Jember, NU Online
Ketua PCNU Jember, KH Abdullah Syamsul Arifin menegaskan bahwa sebutan untuk nomenklatur yang menjadi khasanah pesantren semakin lama semakin mudah disematkan. Misalnya, kata-kata santri, saat ini terasa begitu mudahnya sebutan tersebut dilekatkan kepada seseorang, yang boleh jadi dia tak ada bau-bau pesantren sedikitpun.
Padahal untuk disebut santri, harus punya sejarah kesantrian, misalnya dia keluarga pesantren, pernah di pesantren atau mengeyam pendidikan seperti di pesantren.
“Untuk dikatakan santri itu ada sejarahnya. Tidak setiap orang yang karena berpenampilan seperti santri, misalnya, lantas disebut santri. Santri ada historinya,” tekasnya kepada NU Online di sela-sela Upacara Peringatan Hari Santri 2018 di lapangan Kampus II Universitas Islam Jember (UIJ), Jalan Tidar, Sumbersari, Jember, Jawa Timur, Senin (22/10).
Begitu juga dengan sebutan Gus. Istilah yang satu ini semakin lama semakin mudah disematkan pada sosok tertentu.
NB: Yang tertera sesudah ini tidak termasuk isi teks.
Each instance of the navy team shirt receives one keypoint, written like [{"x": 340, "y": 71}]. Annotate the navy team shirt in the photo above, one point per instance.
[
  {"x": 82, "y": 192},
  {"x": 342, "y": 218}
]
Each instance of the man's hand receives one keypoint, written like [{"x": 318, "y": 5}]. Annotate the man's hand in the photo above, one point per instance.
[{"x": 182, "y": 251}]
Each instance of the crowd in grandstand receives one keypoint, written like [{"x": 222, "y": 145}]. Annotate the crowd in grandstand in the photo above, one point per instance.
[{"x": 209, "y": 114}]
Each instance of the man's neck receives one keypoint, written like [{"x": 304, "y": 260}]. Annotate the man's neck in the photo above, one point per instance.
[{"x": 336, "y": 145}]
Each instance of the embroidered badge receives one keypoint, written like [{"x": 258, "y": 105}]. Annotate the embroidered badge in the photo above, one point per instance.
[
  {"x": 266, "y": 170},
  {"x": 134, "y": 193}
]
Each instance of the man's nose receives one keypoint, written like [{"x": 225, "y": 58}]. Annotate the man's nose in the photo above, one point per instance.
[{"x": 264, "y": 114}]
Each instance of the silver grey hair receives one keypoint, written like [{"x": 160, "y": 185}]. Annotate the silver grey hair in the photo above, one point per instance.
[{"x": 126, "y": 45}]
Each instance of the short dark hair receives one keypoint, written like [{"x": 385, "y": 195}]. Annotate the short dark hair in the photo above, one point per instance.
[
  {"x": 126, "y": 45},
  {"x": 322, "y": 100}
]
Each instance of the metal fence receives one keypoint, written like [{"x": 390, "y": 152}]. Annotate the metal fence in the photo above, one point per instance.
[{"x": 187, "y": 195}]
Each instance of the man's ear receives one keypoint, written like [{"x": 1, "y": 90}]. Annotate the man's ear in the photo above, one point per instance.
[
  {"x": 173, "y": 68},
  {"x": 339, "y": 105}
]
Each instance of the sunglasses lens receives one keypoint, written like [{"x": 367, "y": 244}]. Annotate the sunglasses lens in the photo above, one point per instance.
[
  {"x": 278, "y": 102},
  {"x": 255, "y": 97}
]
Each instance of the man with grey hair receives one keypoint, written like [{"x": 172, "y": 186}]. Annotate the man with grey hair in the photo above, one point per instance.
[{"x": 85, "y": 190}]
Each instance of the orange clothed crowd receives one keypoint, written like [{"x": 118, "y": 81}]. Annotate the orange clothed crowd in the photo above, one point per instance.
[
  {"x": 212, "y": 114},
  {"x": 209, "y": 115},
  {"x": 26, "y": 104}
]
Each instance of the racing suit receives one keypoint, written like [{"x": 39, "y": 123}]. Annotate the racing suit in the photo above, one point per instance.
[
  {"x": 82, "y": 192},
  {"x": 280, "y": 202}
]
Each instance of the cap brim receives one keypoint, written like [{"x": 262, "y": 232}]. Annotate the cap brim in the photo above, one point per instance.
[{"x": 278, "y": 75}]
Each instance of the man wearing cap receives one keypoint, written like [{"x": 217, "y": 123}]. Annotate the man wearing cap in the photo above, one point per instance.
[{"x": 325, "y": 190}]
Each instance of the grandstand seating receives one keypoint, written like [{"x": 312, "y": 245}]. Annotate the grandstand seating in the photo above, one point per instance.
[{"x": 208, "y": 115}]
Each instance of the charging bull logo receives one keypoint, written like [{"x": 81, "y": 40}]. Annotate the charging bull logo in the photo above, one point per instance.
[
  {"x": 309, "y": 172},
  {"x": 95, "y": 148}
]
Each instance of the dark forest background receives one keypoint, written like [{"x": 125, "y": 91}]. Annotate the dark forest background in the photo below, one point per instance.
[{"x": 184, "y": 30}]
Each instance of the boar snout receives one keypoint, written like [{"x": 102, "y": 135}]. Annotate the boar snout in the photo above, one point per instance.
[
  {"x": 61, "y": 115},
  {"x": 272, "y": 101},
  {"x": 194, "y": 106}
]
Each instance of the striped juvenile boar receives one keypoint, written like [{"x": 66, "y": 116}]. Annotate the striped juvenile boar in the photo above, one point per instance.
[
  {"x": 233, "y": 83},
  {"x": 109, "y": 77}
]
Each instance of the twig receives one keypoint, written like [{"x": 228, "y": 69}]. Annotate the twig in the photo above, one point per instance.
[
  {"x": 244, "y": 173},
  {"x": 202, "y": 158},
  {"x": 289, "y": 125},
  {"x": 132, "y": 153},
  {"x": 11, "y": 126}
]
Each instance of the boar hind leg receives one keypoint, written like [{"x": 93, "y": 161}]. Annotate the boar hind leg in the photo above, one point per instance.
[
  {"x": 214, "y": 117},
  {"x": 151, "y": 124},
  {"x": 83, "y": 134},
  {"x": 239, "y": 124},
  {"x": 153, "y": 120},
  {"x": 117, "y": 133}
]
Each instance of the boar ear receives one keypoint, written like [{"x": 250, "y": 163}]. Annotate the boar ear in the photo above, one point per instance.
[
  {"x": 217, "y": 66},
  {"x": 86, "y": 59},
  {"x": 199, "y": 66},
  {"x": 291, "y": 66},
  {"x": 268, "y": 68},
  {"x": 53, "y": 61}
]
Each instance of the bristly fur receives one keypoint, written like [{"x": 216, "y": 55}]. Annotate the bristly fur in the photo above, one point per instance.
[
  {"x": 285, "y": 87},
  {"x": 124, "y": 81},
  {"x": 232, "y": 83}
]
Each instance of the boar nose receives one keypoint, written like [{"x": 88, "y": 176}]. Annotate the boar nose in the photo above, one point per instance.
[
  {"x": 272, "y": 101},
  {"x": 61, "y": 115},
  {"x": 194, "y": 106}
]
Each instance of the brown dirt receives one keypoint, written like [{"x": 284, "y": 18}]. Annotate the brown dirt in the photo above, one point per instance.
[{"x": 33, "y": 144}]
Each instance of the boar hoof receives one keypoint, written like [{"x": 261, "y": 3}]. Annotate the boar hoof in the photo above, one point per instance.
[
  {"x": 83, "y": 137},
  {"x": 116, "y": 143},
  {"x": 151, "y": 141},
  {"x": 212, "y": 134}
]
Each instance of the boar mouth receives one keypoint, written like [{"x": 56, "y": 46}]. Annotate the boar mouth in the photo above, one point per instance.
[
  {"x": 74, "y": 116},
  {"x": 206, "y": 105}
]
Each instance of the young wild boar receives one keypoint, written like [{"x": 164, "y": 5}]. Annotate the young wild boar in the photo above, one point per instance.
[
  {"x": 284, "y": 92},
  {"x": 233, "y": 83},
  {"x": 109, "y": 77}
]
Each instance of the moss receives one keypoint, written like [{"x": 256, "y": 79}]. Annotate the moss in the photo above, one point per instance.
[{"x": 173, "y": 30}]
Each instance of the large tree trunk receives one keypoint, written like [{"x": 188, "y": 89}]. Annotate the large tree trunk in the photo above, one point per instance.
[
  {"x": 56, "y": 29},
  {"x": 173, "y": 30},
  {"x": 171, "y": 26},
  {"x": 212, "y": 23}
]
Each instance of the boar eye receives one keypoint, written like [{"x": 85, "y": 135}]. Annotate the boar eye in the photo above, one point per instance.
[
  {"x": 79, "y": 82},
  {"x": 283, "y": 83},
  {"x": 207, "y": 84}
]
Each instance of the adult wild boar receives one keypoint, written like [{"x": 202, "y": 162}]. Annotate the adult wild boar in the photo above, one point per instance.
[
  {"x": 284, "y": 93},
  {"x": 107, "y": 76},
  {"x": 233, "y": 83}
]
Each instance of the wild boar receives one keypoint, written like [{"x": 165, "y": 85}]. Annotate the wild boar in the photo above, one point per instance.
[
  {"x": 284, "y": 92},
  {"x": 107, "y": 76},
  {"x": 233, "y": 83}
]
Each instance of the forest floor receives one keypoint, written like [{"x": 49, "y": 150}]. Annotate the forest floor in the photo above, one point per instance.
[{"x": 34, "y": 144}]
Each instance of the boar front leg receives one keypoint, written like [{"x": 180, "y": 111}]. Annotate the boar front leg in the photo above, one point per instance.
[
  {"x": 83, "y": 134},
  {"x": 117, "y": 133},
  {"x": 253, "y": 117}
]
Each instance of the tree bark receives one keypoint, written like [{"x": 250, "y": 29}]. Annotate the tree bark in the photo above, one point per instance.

Padahal, dulu panggilan Gus hanya diberikan kepada anak kiai. Gelar Gus biasanya tak berdiri sendiri namun terkait dengan nasab (keturunan) keluarganya. Paling tidak, kalau nasabnya tidak nyambung, dia santri, atau dari kalangan pesantren, atau pernah menjadi ustadz.
“Sekarang gelar Gus dan santri begitu mudah disematkan. Hemat saya, ini ada upaya desakralisasi santri dan Gus. Lho kalau semua orang bisa disebut Gus dan santri, kan nanti tidak ada bedanya antara Gus dan santri yang asli, sehingga Gus tidak sakral lagi” urainya (Red: Aryudi AR)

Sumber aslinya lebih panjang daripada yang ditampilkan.